Early in 2014 I mentioned the project to Katie du Toit, one of my master students at the University of the Free State and she immediately offered her home and farm in the Karoo.
I knew about the debacle regarding fracking and the sensitive Karoo environment, and I thought if ever the earth should be allowed to say something, it ought to be in the centre of this beleaguered region.
The site on her farm is remote, away from any recent human activity. It is next to an old disused earthen wall once meant to dam up the small stream that flows through the area. The dam silted up and left a flat and dry field void of plants, ideal for the layout and harmless staging of EARTH SIGNAL.

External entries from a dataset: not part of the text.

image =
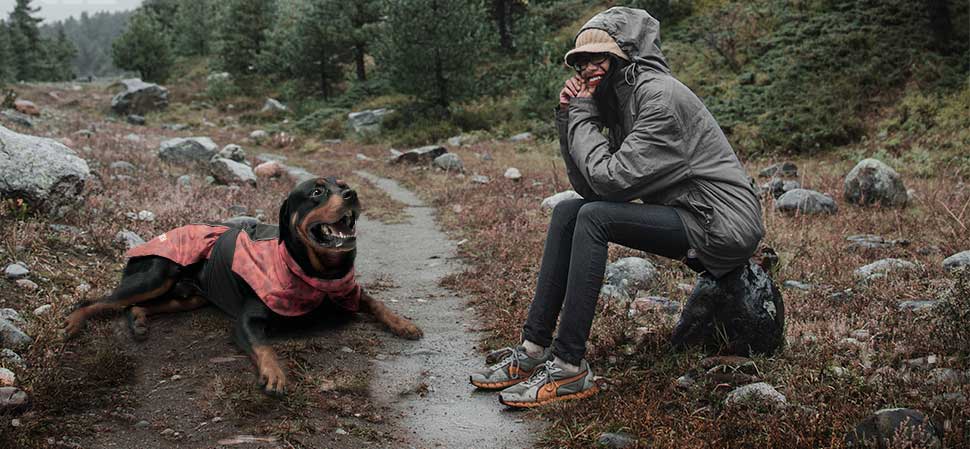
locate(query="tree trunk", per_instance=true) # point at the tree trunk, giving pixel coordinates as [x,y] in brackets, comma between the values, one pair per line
[359,60]
[503,19]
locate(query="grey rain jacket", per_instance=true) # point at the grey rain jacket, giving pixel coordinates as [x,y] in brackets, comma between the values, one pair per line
[667,150]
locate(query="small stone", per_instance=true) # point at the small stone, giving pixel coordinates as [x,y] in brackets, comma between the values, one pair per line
[757,393]
[513,174]
[12,398]
[7,378]
[42,310]
[27,284]
[616,440]
[550,203]
[16,271]
[957,261]
[797,285]
[480,179]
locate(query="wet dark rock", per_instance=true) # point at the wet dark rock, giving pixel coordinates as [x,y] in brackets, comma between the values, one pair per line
[139,97]
[880,430]
[42,171]
[549,203]
[616,440]
[873,182]
[781,169]
[757,394]
[806,202]
[423,155]
[957,261]
[744,307]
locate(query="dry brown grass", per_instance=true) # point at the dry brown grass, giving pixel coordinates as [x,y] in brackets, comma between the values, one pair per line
[505,233]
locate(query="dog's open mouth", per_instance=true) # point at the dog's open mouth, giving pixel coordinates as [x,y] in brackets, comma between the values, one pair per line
[338,235]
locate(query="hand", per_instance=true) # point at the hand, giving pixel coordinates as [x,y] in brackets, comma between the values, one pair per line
[571,89]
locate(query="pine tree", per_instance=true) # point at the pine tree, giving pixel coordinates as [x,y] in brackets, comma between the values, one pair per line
[431,48]
[193,27]
[144,47]
[241,34]
[25,45]
[6,70]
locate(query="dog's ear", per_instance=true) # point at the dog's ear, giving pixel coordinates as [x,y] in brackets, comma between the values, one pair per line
[284,223]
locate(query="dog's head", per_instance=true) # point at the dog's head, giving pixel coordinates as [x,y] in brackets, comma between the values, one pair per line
[318,225]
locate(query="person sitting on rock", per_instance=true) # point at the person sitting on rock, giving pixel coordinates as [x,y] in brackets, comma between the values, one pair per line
[628,130]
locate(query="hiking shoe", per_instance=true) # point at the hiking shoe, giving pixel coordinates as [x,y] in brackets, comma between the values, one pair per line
[550,384]
[509,366]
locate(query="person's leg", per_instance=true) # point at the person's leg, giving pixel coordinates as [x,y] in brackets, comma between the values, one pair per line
[646,227]
[553,272]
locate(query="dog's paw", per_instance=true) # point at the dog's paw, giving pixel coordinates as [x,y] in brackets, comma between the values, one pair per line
[272,380]
[407,329]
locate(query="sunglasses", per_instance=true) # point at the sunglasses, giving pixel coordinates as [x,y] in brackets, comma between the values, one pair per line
[583,61]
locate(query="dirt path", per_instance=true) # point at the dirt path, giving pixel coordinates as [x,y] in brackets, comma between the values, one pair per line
[353,384]
[438,408]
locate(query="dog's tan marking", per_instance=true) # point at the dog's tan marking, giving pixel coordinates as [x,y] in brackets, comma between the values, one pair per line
[270,374]
[75,321]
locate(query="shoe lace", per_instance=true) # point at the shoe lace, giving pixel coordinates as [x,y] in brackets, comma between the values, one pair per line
[542,375]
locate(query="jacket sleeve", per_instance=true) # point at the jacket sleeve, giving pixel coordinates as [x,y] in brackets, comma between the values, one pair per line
[649,159]
[575,177]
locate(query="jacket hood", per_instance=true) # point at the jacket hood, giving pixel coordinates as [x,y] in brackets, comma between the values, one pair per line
[636,32]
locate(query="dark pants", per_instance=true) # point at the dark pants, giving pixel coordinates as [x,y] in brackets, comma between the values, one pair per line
[574,260]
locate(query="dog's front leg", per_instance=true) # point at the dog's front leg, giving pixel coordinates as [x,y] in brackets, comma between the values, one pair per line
[250,333]
[400,326]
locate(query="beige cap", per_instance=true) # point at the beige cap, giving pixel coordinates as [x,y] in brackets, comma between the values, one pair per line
[594,40]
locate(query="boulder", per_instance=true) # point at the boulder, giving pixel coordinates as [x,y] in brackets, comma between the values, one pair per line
[271,169]
[550,202]
[449,162]
[757,394]
[806,202]
[139,98]
[189,150]
[273,106]
[871,182]
[957,261]
[227,171]
[881,429]
[367,122]
[12,337]
[259,136]
[233,152]
[423,155]
[42,171]
[26,107]
[630,274]
[883,267]
[741,313]
[781,169]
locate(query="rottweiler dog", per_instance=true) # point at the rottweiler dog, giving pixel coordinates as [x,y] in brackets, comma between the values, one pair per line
[260,275]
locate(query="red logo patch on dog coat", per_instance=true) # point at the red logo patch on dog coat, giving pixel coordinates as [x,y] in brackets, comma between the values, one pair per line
[264,264]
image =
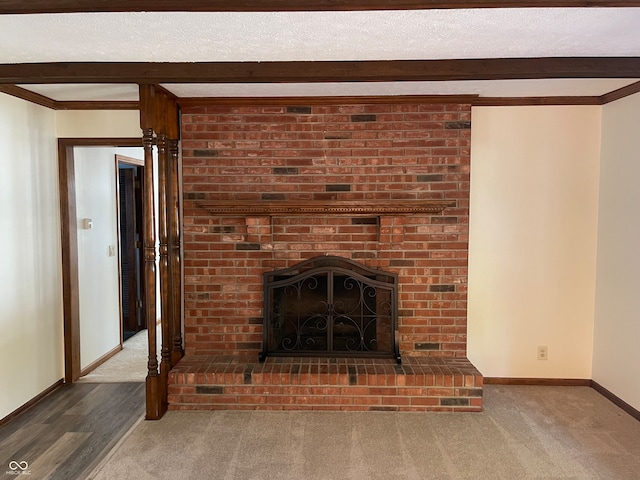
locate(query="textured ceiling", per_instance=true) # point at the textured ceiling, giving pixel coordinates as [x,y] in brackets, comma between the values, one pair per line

Surrounding the chosen site are a series of unusual stony outcrops. The block-like rocks are absolutely remarkable and look as if some prehistoric event had stacked them in well-planned edifices. On the dark rock faces are numerous spectacular prehistoric stone engravings. Millions of stone age implements litter the sandy soil around the rocky outcrops and to the side of our installation. Dramatically perched on top of a huge rock was a lithophone, a prehistoric stone gong on which ancient tell-tale banging marks are still clearly visible.
Great care was taken to instruct everyone involved, especially the students, not to disturb the rocks and veld and not to remove any artifacts or plant matter from the area.
Staging EARTH SIGNAL in September 2014, in the heart of the Karoo, proved most successful and I hope that this will lay the groundwork for a similar happening elsewhere and that I shall be able to find the resources and funding to launch it.